Анна покраснела, а после этого сразу же побледнела.
— Ты пьян? Что с тобой?
— Поздно ночью я автоматически пьянею.
Грейн поднялся:
— Ну, спокойной ночи. Я тоже люблю ваше общество. Спокойной ночи, мадам Лурье. Спасибо за кофе.
— Не убегайте. Я специально для вас сварила кофе, и вы не можете его оставить. И прошу вас, не называйте меня мадам Лурье. К своему мужу я кое-как привыкла, но к этой фамилии не привыкну никогда.
— Это великая фамилия. Вы наверняка знаете ее происхождение.
— Моей жене больше нравится фамилия Котик, — вмешался Станислав Лурье.
Грейн посмотрел на него. Желтые глаза Лурье смеялись, но его рот оставался злым. Грейн только сейчас заметил на его лице две глубокие морщины, протянувшиеся от крыльев носа до широкого, как лоб, подбородка с ямочкой посередине. Глаза Анна засверкали.
— Котик — отвратительная фамилия, но для комедианта хороша. Она привлекала публику в Берлине. Что бы ни говорили о Яше, он был очень талантлив. А фамилия Лурье в общем-то ничего не говорит.
— Ну, вам придется ссориться уже без меня. Спокойной ночи.
— Погодите, Грейн, мы не ссоримся, — сказала Анна. — Зачем мне с ним ссориться? Он день и ночь рассказывает о своей первой жене. Нельзя ревновать к умершей женщине, и я бы не стала ревновать, даже если бы она была жива и завтра вернулась. Я с большим удовольствием уступила бы ей свое место. Такова горькая правда.
— Я говорю о своей первой жене потому, что Гитлер превратил ее и наших детей в горсть пепла. Это не имеет никакого отношения к любви и к сексу в принятом смысле этих слов. Но ты говоришь день и ночь об этом дегенерате Яше Котике, а также о нашем друге Грейне. Это уже совсем другое дело. Ты должна, по меньшей мере, выбрать одного из двух.
Грейн пошел к двери.
— Погодите, Грейн, погодите. Мой муж любит играть на публику, вы не можете лишить его этого удовольствия.
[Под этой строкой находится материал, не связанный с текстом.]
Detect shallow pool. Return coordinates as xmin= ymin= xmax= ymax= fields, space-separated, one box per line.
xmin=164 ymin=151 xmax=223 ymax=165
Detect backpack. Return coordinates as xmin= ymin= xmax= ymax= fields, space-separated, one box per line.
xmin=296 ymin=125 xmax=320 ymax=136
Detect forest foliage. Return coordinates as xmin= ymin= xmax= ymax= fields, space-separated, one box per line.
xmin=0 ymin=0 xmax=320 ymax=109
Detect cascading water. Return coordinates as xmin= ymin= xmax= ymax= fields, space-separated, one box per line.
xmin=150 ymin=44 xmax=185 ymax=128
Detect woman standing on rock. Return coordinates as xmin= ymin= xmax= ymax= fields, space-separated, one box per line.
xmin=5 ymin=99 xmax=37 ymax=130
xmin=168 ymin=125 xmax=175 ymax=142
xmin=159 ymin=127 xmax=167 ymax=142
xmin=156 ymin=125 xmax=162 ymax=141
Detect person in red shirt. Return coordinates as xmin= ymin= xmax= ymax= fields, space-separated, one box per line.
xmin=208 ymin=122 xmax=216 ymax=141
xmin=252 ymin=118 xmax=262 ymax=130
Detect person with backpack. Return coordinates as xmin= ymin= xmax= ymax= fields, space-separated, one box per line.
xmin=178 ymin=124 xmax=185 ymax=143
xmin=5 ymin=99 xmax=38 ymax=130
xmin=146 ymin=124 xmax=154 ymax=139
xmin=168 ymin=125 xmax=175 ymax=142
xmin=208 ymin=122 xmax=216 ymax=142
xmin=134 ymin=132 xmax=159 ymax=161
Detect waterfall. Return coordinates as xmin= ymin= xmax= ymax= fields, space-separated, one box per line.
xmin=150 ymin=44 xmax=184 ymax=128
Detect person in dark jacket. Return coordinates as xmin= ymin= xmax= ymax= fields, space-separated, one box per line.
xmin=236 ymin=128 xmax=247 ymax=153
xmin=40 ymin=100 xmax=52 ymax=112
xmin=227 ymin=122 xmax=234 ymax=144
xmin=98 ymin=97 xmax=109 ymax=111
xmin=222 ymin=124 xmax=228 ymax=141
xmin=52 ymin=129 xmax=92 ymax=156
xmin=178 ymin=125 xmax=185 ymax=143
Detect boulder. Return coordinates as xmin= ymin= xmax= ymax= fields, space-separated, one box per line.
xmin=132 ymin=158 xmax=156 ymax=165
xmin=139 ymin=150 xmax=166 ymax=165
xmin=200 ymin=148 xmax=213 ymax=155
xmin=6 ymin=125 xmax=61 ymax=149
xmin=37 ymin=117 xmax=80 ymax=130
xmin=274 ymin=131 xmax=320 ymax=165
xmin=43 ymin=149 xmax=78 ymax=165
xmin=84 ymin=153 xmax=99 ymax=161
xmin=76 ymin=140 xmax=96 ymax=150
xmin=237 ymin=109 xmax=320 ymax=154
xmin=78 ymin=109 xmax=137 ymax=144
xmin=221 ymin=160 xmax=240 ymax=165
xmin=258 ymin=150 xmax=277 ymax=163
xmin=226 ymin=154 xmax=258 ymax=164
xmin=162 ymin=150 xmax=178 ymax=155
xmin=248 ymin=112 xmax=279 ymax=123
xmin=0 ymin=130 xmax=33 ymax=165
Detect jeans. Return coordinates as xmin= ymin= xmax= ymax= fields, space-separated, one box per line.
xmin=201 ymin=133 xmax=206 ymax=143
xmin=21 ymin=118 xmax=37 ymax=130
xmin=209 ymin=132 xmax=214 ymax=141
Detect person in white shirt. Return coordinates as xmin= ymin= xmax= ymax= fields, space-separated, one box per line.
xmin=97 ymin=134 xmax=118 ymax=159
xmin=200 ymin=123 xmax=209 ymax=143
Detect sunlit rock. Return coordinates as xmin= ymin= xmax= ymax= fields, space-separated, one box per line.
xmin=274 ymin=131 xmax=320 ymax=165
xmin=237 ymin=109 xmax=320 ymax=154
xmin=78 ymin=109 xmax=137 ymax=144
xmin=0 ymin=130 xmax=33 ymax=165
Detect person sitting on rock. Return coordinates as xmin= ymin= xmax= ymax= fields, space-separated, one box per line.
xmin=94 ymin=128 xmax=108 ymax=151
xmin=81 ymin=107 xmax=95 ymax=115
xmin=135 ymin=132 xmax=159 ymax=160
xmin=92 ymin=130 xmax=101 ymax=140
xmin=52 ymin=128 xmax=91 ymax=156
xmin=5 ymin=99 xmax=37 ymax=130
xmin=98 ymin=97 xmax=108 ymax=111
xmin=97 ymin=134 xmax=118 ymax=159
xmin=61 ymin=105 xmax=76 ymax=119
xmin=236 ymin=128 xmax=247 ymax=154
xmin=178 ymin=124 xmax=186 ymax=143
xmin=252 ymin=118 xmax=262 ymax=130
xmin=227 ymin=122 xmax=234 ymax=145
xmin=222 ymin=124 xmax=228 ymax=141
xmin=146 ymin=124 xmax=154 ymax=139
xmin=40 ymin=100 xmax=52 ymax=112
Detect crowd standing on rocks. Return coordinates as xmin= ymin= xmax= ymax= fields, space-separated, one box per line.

Ему надо было стать актером. Все равно он не адвокат. В Варшаве он тоже не был полным адвокатом, а так и оставался все годы аппликантом. Здесь он занимается одним делом: он хвастается. Подождите секунду. Я иду с вами.
«Надо же, как это похоже на мои сны! — подумал Грейн. — Похоже, эта сцена мне уже снилась. Я предвижу будущее… Я мог бы поклясться, что только вчера ночью у меня был такой сон… Правда, теперь, наяву, не хватало замешательства, страдания, сердечной боли». Грейн увидал собственное бледное лицо в зеркале. Им овладели странный покой и равнодушие, будто все чувства вытекли из него как по волшебству. Он слишком устал, чтобы стесняться. Ему пришло в голову, что так себя должны чувствовать те, кто совершает убийства и творит другие дикие вещи. Но он только сказал:
— Прошу вас, Анна, избавьте меня от этих…
Грейн не закончил фразы.
— Отчего мне вас избавить? Я отправляюсь к своему отцу, а не к вам. Я еще не настолько отчаялась… Сейчас трудно поймать такси…
— Не мешайте сами себе, Грейн. Даме нельзя отказывать. Отвезите ее, куда она хочет. Она ведь хотела кататься с вами на машине целую ночь, — отстраненно проговорил Станислав Лурье. Он стоял посреди комнаты, широко расставив ноги, держал кофейную чашку рядом с ухом и улыбался саркастически и в то же время воинственно.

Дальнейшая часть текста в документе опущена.